I ran inside the house and got my copy of the proclamation on the family by the First Presidency and Quorum of the Twelve Apostles. I read to them the seventh paragraph, focusing mostly on what qualities we should base our family relationships on: “Happiness in family life is most likely to be achieved when founded upon the teachings of the Lord Jesus Christ. Successful marriages and families are established and maintained on principles of faith, prayer, repentance, forgiveness, respect, love, compassion, work, and wholesome recreational activities” (Liahona, Oct. 1998, 24).
After reading that, I said, “This is what my family believes. This is what we want to be and are striving for. I know if I can do all that, then I will be able to stand tall on the Judgment Day with my family, knowing we are going to live together forever.”
I didn’t know how well my friends took this information because of a long pause from both of them. We just sat there for a while, pondering what had been said.
Later a thousand thoughts went through my mind. I was proud I was preparing for a mission by sharing the Church’s teachings on families with my friends. But was I doing it appropriately? And what would they think if I tried to explain more about the gospel?
As I was getting ready for bed, I flipped through my scriptures and turned to section 4 of the Doctrine and Covenants. Here we are told if we serve the Lord in missionary service “with all [our] heart, might, mind and strength,” then we “may stand blameless before God at the last day” (D&C 4:2).

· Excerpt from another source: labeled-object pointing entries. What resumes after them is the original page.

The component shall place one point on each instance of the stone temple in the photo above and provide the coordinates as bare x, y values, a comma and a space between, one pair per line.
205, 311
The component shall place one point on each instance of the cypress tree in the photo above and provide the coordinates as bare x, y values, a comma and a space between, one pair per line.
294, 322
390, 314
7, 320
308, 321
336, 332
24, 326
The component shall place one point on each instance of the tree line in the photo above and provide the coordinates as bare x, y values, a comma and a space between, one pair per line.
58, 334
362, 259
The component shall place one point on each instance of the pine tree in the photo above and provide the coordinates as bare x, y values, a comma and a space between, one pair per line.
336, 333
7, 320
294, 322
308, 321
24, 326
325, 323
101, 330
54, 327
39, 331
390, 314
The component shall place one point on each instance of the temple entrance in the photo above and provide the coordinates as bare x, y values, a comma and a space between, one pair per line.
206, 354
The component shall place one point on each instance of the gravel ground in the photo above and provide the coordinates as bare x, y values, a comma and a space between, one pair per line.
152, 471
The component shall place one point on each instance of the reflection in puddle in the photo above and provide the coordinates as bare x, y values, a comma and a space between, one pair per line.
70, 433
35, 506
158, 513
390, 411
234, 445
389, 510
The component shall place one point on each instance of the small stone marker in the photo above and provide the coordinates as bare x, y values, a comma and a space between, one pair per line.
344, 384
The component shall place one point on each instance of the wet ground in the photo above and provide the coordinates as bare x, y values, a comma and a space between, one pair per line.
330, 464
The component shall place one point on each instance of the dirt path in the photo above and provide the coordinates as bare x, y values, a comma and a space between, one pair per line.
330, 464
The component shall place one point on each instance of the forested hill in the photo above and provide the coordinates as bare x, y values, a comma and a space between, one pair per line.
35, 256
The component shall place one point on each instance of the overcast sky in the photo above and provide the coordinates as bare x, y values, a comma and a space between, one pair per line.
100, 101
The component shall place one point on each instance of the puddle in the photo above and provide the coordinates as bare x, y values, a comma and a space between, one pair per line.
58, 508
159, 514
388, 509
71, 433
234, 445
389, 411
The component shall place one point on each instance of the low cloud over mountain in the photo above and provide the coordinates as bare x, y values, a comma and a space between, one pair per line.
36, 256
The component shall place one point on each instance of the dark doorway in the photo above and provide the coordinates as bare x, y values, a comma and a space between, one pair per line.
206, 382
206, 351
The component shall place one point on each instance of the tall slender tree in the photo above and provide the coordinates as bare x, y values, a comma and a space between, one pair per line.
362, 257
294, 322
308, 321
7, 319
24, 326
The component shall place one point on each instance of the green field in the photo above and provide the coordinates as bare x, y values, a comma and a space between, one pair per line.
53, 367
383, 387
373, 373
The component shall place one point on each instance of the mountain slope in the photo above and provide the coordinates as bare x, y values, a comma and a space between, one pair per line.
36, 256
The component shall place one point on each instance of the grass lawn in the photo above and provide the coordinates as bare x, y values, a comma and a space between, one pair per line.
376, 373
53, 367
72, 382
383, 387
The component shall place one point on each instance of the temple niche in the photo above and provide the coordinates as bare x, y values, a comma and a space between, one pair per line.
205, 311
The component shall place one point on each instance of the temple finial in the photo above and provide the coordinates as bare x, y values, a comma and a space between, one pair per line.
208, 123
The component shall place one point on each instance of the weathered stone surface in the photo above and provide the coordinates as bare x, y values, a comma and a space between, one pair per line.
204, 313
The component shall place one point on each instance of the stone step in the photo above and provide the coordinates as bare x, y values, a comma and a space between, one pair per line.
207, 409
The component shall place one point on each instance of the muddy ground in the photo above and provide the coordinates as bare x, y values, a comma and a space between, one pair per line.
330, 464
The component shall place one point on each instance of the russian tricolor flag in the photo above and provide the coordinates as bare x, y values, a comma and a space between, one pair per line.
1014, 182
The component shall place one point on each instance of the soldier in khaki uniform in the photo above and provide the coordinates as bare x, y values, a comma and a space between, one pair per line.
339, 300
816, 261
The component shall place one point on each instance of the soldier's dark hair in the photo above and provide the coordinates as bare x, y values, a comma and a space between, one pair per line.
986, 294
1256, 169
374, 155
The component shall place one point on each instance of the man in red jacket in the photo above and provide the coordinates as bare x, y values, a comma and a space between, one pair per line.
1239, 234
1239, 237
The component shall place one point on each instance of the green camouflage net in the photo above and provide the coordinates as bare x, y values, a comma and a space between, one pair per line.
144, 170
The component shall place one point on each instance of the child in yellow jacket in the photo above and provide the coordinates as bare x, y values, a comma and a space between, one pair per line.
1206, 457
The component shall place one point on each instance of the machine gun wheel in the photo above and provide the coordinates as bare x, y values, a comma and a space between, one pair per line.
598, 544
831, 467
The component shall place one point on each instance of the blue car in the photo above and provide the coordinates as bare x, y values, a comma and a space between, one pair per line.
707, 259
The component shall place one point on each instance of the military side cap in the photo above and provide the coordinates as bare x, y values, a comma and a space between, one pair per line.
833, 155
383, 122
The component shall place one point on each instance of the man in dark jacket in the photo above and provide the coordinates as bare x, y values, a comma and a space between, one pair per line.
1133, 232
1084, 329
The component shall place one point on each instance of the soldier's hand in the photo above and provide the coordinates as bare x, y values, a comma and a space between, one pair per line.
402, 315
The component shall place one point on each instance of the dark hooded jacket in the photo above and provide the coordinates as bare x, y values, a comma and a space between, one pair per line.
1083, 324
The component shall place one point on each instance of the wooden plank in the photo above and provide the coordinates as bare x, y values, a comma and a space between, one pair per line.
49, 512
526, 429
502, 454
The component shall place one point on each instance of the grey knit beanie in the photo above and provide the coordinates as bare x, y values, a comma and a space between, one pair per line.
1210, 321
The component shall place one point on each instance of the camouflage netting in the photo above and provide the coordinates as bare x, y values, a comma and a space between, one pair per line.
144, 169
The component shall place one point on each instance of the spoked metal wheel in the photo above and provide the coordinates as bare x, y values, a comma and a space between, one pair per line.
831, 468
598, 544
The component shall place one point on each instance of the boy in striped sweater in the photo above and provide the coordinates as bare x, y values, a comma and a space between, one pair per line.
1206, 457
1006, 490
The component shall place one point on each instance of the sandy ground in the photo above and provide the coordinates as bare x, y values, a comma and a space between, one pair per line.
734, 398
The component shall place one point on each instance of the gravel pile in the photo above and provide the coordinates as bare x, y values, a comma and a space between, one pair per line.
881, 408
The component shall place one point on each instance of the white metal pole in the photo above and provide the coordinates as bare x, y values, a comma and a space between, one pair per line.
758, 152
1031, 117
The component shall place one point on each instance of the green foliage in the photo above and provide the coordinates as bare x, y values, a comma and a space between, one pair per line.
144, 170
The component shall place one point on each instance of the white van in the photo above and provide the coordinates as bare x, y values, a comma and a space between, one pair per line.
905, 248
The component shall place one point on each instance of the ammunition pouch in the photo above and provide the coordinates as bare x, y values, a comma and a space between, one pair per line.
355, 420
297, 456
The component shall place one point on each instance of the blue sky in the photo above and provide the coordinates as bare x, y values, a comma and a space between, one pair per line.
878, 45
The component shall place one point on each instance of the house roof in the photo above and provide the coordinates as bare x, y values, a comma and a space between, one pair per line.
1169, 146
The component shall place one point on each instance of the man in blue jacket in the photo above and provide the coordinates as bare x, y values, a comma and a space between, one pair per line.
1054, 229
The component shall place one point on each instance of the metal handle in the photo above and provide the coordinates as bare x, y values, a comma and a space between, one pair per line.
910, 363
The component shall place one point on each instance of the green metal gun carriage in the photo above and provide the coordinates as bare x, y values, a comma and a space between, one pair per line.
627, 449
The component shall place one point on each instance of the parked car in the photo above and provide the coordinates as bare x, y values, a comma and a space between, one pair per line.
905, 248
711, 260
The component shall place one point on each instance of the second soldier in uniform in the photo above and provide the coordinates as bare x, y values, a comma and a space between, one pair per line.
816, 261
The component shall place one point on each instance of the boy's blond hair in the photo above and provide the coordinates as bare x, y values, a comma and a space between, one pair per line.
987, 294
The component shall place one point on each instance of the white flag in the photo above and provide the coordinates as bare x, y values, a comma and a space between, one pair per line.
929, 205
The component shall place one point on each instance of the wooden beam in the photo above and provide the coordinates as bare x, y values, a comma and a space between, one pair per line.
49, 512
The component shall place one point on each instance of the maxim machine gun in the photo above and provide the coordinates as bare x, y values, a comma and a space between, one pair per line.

Of course, my friends and I still have our disagreements. But I realized no one ever loses a true friend just by talking about religion and beliefs. Although Grace and Ron didn’t join the Church, I have continued my friendship with them. It felt good to explain my beliefs to them. Just because they didn’t immediately change what they believed about families or religion didn’t matter. I know there are hundreds of stories about the value of perseverance in missionary service. Mine may end up one of them.